I looked to our own collection to investigate the relationship between artist and self-portrait, and found that I had a lot to work with. We have a stoic Paul Cézanne, a somber Käthe Kollwitz, a dark Edvard Munchthe list goes on. Among diverse styles, I found a consistent message: this is who I am as an artist, inside and out. In contrast to the free experimentation you might find in other works by these same artists, self-portraits tend to have calculated details. Cézanne’s facial features are constructed with his signature block-like brush strokes, Milton Avery strives to exemplify the bohemian artist (note the dangling cigarette, beret, and all), and Augustus Vincent Tack actually uses one of his own paintings as a backdrop.
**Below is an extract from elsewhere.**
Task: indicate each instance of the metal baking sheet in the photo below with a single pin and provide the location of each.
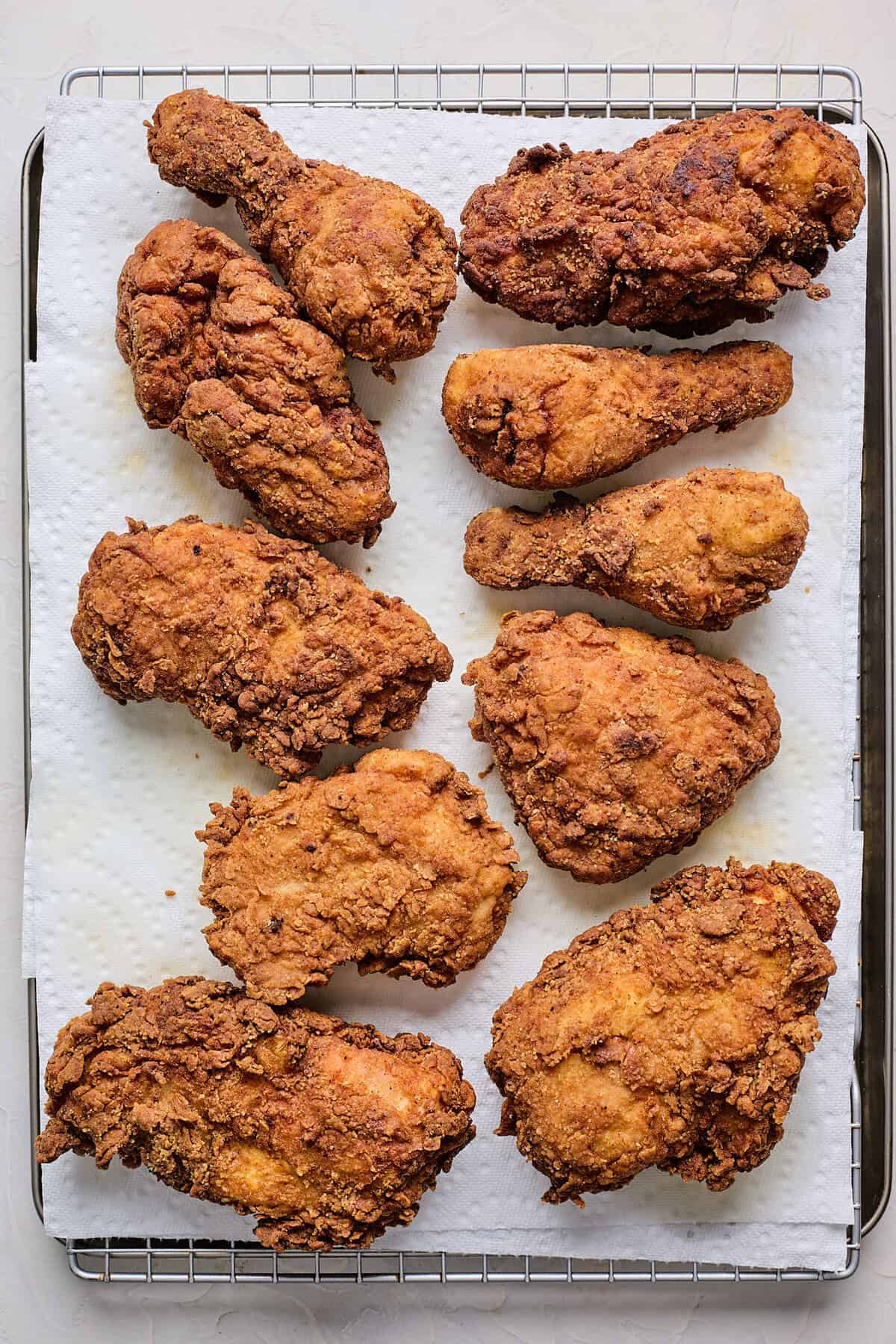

My personal favorite self-portrait in The Phillips Collection is the one by Piet Mondrian. After a lifetime of associating this artist with stark, geometric grids, the fluid and painterly style he uses here came as a shock.

Amy Wike, Publicity and Marketing Coordinator

(Left) Piet Mondrian, Self-Portrait, c. 1900. Oil on canvas, 20 x 15 1/2 in. Acquired 1958. The Phillips Collection, Washington, D.C. (Middle) Milton Avery, Self-Portrait with Red Tam and Scarf, 1938. Oil on canvas, 22 in x 14 in. Gift of Louis and Annette Kaufman Trust, 2008. The Phillips Collection, Washington, D.C. (Right) Joseph De Martini, Self-Portrait, c. 1943. Oil on canvas, 48 7/8 x 30 1/4 in. Acquired 1943. The Phillips Collection, Washington, D.C.